The risks of opaque, generic AI

Generic AI models often fail under these auditing requirements. Risks include:

  • No traceability: answers cannot be linked back to verifiable sources.
  • Unclear data policies: client queries may be stored or reused for training.
  • Cross-jurisdictional errors:S. case law mixed with EU rules, or civil law confused with common law.
  • Hallucinations: citations and precedents invented out of thin air.

For a professional, relying on such tools is dangerous. If challenged in court or by a client, they cannot explain where the answer came from. Worse, they could be held liable for using unreliable information.

Professional accountability: the human remains responsible

Even with AI, accountability remains with the professional. The lawyer, advisor, or compliance officer must:

  • Verify outputs against authoritative sources.
  • Apply independent judgment to each case.
  • Ensure that client confidentiality and ethical standards are maintained.

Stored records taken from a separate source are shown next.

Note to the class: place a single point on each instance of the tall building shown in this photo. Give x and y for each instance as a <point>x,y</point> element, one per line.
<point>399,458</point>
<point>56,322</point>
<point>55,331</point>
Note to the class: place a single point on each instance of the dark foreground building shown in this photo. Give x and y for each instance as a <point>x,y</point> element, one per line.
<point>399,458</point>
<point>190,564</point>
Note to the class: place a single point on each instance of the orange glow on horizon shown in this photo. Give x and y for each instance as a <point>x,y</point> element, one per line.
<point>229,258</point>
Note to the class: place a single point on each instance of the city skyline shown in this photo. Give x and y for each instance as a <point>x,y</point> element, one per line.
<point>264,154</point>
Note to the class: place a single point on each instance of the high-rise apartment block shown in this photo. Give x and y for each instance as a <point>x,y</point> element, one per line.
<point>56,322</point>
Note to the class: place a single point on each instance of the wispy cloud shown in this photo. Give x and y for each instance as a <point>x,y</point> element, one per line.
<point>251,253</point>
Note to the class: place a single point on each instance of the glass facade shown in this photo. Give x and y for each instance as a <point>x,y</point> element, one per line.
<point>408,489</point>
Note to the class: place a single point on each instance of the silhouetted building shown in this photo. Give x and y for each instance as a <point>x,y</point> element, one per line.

AI can assist, but it cannot replace professional responsibility.

How GenIA-L supports explainability and audits

GenIA-L, Lefebvre’s generative AI tool, has been designed with auditing and explainability in mind:

  • Traceable sources: every output is grounded in Lefebvre’s verified editorial content, legislation, jurisprudence, and expert commentary.
  • Zero data retention: queries are never stored or reused.
  • EU-based infrastructure: ensures GDPR compliance and data sovereignty.
  • Editorial oversight: built and maintained with the same standards as Lefebvre’s publications.

This means professionals can always verify an answer, reassure clients, and demonstrate due diligence if questioned.

Practical steps for professionals

To integrate AI responsibly:

  • Request transparency: only adopt tools that show their data policies and source foundations.
  • Check traceability: ensure every AI output can be verified.
  • Review confidentiality: avoid tools that store or reuse client data.
  • Test performance: run real queries and assess the reliability of answers.
  • Stay accountable: use AI as an assistant, not as a replacement for professional judgment.

The bigger picture: AI regulation is coming

Regulators are also paying attention. The upcoming EU AI Act emphasizes transparency, risk classification, and auditing requirements for high-risk AI systems, which include legal and compliance contexts.

Professionals who adopt AI now with auditing in mind will be better prepared for regulatory expectations tomorrow.

Conclusion: knowing how your tools work

For legal and tax professionals, adopting AI is not simply about convenience, it is about responsibility. Without explainability, professionals cannot justify their advice. Without audits, they cannot prove due diligence.

Generic tools may offer speed, but they leave professionals exposed. Specialized solutions like GenIA-L combine efficiency with transparency, allowing professionals to integrate AI while maintaining the highest standards of accountability.

Because in law and tax, the question is never just what the answer is. It’s always why, and AI must help professionals answer that too.